Jakimi dziećmi byliście?

Ja pamiętam stylonowe bluzy u chłopaków i takie same fartuchy u dziewczyn w podstawówce.
Obowiązkowo przyszyta tarcza, bo jak była na szpilkę to wywalali z lekcji.
Spacery na przerwie wokół korytarza, a jak cię wypchnęli na środek to dostawałeś wskaźnikiem po nogach :wink:

6 polubień

Nie bujasz @anon75849589 przypadkiem. Hę? :wink:

2 polubienia

Energicznym i psotnym

1 polubienie

Nieśmiałym :stuck_out_tongue:

Spokojnym i grzecznym… zawsze z książką. Czytać biegle umiałam w wieku 4 lat i kochałam to. Zresztą zostało mi to do dziś. W szkole przez pierwsze lata najlepsza uczennica, przewodnicząca, potem doszły przedmioty których nie umialam ,nie rozumiałam, nie lubiłam i przestałam lubić szkołę.

2 polubienia

Niemożliwe??? Nie wierzę :slight_smile:

1 polubienie

O jejku jejku jejku jej…
Nie takim jak trzeba
Juz po urodzeniu okazalo sie ze nie jestem oczekiwanym chlopcem
A potem “dokuczalam” doroslym zadajac klopotliwe pytania, zwlaszcza z religii
I okropnie nudzilam sie w pierwszej klasie- Dlatego wyslali mnie do cioci na Slask, potem do “sanatorium”, ale przejsc do trzeciej klasy nie pozwolili

2 polubienia

Jak to jakim byłem? Ja jeszcze nim jestem.

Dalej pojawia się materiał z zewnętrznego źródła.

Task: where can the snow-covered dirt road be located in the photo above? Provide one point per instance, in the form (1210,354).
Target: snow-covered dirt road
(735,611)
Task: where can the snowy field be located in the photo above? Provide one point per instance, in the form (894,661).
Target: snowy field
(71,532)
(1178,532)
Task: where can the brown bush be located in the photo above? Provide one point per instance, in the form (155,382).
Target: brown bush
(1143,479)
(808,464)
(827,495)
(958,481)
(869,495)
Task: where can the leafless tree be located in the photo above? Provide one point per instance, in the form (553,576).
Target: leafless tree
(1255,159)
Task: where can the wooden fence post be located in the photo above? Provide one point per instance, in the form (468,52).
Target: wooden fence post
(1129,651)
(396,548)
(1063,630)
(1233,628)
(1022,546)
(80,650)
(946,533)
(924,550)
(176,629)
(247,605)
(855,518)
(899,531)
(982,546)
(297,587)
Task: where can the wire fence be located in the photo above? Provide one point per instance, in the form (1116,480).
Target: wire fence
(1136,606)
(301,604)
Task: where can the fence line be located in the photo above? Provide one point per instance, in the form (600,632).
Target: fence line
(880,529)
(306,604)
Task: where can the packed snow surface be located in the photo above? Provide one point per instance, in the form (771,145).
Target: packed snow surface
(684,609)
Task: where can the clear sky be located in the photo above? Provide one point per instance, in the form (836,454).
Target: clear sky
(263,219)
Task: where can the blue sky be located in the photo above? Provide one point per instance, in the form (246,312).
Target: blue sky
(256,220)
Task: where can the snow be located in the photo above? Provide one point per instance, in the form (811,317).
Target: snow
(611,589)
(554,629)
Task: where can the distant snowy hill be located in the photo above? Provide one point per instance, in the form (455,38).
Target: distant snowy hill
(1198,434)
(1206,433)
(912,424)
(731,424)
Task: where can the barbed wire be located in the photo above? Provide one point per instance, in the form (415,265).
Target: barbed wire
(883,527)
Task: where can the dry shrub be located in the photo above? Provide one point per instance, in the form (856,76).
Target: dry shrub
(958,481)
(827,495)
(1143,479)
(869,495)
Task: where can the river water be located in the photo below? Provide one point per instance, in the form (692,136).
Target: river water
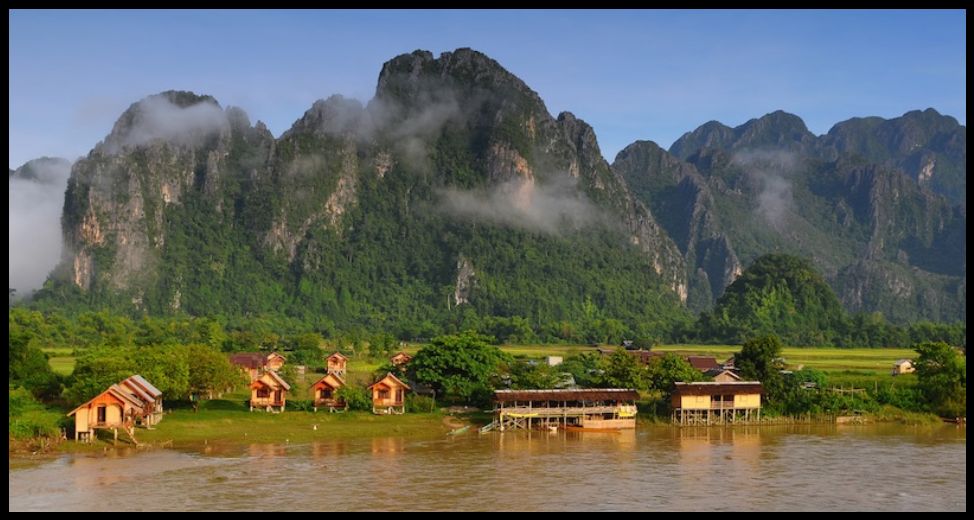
(798,467)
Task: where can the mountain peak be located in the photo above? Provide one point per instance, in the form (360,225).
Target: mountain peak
(464,73)
(174,115)
(778,129)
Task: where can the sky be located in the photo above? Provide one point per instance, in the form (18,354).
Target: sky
(632,75)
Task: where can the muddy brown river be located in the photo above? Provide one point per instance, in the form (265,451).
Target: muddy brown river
(804,467)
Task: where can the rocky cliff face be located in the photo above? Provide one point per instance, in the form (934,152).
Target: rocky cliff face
(885,241)
(454,191)
(928,147)
(676,192)
(416,204)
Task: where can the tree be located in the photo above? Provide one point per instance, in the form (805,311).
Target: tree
(458,366)
(760,360)
(623,371)
(665,370)
(942,378)
(587,368)
(305,349)
(210,371)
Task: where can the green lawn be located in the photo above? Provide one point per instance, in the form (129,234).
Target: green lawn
(231,421)
(62,360)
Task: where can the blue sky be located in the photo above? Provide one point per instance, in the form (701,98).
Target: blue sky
(630,74)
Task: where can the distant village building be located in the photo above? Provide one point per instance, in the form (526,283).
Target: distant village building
(716,402)
(728,364)
(335,364)
(256,363)
(401,359)
(251,363)
(903,366)
(703,363)
(722,375)
(389,395)
(269,391)
(644,356)
(324,392)
(122,405)
(274,361)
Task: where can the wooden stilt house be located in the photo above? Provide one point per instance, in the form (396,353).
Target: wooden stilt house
(269,391)
(324,393)
(389,395)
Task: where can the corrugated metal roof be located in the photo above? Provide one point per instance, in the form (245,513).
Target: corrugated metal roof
(703,363)
(396,379)
(341,382)
(248,359)
(123,394)
(155,392)
(279,379)
(715,388)
(133,388)
(588,394)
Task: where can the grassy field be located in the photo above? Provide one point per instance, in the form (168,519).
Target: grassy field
(230,421)
(62,360)
(871,360)
(860,361)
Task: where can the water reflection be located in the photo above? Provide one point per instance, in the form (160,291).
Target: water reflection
(817,467)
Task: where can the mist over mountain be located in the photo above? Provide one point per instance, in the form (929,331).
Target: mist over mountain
(454,196)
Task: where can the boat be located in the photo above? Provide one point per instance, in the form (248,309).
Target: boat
(572,428)
(460,430)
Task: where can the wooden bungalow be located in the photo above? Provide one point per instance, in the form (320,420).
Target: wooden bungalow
(389,395)
(269,392)
(335,364)
(114,408)
(716,402)
(401,359)
(722,375)
(148,394)
(252,363)
(903,366)
(590,408)
(324,393)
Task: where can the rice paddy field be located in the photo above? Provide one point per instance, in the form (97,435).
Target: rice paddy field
(858,361)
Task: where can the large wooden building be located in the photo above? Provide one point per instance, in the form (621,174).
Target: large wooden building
(717,402)
(324,393)
(269,391)
(122,405)
(389,395)
(256,363)
(591,408)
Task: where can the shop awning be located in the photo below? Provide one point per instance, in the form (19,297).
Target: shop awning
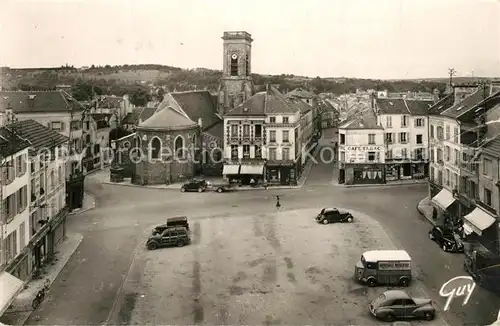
(467,229)
(443,199)
(478,220)
(252,169)
(231,169)
(11,286)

.i długo, długo pozostanę.

3 polubienia

@gra mam w sobie głęboko ukryta nieśmiałość.
O której ja tylko wiem .
Nie cierpię zwracać na siebie uwagi .
Pomimo , że jestem pewna siebie i wygadana.
To cecha o której się nie rozmawia, bo się zakłada z góry, że ja się niczego nie wstydzę.
Ale do końca tak nie jest.
A Ty masz w sobie cechy o które nikt Cię nie podejrzewa?:kissing_heart:

1 polubienie

Chyba tylko takie, o które sama też siebie nie podejrzewam :slight_smile:
Nie lubię narzucać komuś swojego zdania, a w pracy niestety musiałam i do tego musiałam tę swoją niechęć ukrywać.

1 polubienie

Trudna sprawa co?

Zapomniałaś dodać że tanczysz jak zawodowiec, gra! Aż człowiek oczu nie może oderwać :smiling_face_with_three_hearts::smiling_face_with_three_hearts:

3 polubienia

Naprawdę? Kiedyś to tańczyłam… mąż miał wypadek, ma szczęście, że chodzi, więc teraz to już tylko sporadycznie i bez szaleństw :slight_smile:

1 polubienie

Naprawdę. Mąż też mistrz!

2 polubienia

Na początku bardzo trudna. Ale…skoro za coś mam odpowiadać, to musi być “po mojemu” :).

2 polubienia

Dziękujemy :slight_smile:

3 polubienia

Zajebistymi

Ein guter Witz

1 polubienie

W sumie teraz też jestem zaiebistym dzieckiem XD

Ja też. Zawsze lubiłem się bawić zapałkami i nożami.